Quanti sono gli alunni coinvolti?

«Per fortuna prima del loro viaggio abbiamo chiesto ai genitori di firmare un modulo con la data del loro ritorno. Ha origini cinesi il 15 per cento dei nostri alunni, ci siamo abituati ai loro viaggi, anche lunghi, di ritorno a casa. Tengono tantissimo alle tradizioni. Per questo ci siamo attrezzati per avere sempre la situazione sotto controllo su chi va e chi torna. Ma anche questo non è scontato per le scuole».

Quindi quanti bambini devono rientrare nella vostra scuola?

«Un’alunna di seconda elementare è tornata venerdì, altri due, più grandi, dovrebbero farlo nei prossimo giorni, ma non è detto che riescano a viaggiare».

Come pensate di comportarvi?

«La nonna della bimba si è presentata a scuola spontaneamente. Ci ha chiesto di poterla tenere a casa: la famiglia si sente più tranquilla così, piuttosto di sapere che i compagni la trattano con diffidenza o la tengono lontana. Con i genitori degli altri due, quando sarà, proveremo a parlarci.

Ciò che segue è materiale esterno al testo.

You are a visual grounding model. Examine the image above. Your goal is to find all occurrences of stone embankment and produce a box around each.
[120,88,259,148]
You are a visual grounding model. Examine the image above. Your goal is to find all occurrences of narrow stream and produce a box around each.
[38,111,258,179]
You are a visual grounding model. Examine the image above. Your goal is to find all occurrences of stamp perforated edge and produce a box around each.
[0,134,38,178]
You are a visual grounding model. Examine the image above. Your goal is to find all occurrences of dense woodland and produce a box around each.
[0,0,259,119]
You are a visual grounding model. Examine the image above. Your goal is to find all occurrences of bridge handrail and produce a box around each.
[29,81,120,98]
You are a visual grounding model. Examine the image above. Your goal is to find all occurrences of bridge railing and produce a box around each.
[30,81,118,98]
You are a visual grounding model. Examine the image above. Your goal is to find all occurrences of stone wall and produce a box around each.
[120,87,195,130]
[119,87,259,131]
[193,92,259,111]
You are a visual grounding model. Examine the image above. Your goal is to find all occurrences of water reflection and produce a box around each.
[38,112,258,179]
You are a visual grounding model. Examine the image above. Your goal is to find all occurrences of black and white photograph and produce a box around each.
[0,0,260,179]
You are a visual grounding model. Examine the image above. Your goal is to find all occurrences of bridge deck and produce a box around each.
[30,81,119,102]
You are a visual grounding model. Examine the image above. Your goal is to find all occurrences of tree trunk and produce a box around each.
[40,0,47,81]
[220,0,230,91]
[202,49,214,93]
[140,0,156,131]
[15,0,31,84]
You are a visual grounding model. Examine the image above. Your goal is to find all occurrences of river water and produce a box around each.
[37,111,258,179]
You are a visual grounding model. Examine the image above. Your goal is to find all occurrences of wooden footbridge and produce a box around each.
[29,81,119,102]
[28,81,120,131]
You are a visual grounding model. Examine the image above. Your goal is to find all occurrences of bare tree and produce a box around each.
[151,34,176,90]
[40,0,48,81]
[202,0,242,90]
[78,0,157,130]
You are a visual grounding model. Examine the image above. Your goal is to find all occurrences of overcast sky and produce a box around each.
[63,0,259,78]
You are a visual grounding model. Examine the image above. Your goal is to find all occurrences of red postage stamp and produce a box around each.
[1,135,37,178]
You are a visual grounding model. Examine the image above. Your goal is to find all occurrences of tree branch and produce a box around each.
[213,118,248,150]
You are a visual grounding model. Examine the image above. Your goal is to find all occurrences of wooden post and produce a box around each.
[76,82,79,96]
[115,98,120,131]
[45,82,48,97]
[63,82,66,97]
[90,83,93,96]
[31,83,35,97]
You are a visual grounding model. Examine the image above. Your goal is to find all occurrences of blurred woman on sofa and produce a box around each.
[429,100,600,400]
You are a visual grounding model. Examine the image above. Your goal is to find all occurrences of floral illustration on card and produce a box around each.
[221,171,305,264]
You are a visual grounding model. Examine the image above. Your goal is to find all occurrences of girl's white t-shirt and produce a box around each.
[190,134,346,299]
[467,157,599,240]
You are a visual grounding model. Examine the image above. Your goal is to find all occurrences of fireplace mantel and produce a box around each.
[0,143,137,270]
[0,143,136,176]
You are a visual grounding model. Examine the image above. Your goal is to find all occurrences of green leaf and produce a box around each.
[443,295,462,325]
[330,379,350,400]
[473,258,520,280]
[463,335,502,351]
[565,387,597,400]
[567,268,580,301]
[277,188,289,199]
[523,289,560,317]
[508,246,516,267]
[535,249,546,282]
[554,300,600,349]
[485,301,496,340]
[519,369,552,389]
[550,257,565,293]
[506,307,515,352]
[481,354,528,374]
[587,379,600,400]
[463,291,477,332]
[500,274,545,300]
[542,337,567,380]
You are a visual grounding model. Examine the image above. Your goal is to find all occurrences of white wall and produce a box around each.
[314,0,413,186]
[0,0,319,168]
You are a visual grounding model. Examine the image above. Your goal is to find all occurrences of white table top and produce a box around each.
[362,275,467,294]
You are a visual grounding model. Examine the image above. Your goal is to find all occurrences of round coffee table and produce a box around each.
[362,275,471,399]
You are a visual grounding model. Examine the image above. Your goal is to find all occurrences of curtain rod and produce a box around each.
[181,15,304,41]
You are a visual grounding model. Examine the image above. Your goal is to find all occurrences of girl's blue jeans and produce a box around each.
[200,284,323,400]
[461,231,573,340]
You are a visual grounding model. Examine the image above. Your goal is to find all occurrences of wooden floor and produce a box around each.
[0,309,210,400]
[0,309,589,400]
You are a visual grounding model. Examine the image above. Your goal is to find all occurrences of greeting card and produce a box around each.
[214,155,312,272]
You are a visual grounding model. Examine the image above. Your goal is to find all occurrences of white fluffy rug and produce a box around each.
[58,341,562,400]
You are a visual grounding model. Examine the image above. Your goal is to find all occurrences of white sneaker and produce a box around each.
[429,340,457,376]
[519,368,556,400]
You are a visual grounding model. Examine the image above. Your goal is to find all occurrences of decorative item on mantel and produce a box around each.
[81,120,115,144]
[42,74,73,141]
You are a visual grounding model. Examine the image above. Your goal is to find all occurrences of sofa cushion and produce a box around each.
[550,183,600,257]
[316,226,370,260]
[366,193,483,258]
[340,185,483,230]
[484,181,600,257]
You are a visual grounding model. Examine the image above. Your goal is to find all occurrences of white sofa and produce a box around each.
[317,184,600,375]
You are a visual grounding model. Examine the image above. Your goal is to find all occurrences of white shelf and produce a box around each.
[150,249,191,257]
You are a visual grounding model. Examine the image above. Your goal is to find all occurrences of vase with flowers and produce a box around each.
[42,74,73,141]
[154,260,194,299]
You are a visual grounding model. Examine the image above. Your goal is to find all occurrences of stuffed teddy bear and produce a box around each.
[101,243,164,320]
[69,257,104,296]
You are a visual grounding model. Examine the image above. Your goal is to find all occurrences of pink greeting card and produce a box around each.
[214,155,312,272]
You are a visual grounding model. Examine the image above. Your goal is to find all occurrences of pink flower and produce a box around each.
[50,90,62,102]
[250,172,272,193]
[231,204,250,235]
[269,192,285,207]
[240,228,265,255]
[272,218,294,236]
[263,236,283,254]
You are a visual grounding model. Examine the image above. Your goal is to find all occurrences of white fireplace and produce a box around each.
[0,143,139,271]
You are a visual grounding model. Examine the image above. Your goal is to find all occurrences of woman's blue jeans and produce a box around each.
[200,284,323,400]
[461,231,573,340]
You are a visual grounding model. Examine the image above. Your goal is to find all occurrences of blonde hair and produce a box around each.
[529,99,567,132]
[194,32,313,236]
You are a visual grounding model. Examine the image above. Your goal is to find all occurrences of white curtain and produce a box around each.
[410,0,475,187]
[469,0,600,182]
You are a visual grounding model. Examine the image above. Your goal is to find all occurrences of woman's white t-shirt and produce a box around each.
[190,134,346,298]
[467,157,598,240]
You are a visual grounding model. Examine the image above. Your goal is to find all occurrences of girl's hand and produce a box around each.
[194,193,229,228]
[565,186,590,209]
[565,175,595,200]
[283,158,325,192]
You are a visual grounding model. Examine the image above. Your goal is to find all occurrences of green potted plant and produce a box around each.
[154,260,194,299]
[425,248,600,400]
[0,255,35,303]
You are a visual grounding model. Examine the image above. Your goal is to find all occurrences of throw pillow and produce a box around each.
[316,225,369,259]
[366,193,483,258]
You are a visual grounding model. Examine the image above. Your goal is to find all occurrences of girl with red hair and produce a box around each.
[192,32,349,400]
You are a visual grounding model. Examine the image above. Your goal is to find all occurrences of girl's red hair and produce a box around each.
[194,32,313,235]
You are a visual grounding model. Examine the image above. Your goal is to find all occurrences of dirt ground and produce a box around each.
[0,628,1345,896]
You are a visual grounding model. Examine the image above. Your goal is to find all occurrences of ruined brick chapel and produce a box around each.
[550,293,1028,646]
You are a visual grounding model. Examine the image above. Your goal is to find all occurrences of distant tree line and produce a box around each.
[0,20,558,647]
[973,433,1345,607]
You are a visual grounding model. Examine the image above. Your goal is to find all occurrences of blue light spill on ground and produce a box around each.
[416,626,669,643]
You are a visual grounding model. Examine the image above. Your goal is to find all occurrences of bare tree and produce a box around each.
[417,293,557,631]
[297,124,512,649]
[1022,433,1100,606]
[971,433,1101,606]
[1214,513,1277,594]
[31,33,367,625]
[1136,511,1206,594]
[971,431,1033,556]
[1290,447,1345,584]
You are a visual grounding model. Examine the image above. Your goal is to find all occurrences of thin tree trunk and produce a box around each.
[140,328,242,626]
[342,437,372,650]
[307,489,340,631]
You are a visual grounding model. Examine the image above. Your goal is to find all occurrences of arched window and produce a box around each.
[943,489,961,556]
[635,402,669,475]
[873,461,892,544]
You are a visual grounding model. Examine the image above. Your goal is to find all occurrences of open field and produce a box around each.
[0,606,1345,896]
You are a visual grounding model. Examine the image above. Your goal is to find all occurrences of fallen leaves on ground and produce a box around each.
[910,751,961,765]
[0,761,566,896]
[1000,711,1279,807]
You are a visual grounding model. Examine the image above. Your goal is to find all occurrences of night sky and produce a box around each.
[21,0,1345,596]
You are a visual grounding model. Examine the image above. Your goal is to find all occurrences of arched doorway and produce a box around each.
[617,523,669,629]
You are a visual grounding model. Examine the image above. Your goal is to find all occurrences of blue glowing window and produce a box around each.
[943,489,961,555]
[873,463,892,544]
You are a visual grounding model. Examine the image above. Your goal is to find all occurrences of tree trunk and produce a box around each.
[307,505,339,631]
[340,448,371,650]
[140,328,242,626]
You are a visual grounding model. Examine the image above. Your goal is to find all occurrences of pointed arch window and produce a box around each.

Ma a loro potremo fare solo una proposta, è chiaro».

In queste settimane ci sono stati episodi spiacevoli nelle classi?

«Nulla di grave. Ma i bambini assorbono quello che vivono e sentono a casa. C’è stato chi non ne voleva sapere di dare la mano a un compagno per mettersi il fila. “La mamma mi ha detto che se è cinese non devo farlo”, ha risposto candidamente alla maestra. Un’altra bambina è arrivata a scuola con la mascherina, scatenando il panico fra i compagni. Temevano fosse lei contagiata. È questo il grande lavoro che dobbiamo fare ora: gestire le paure dei bambini perché risentono tantissimo di questo clima».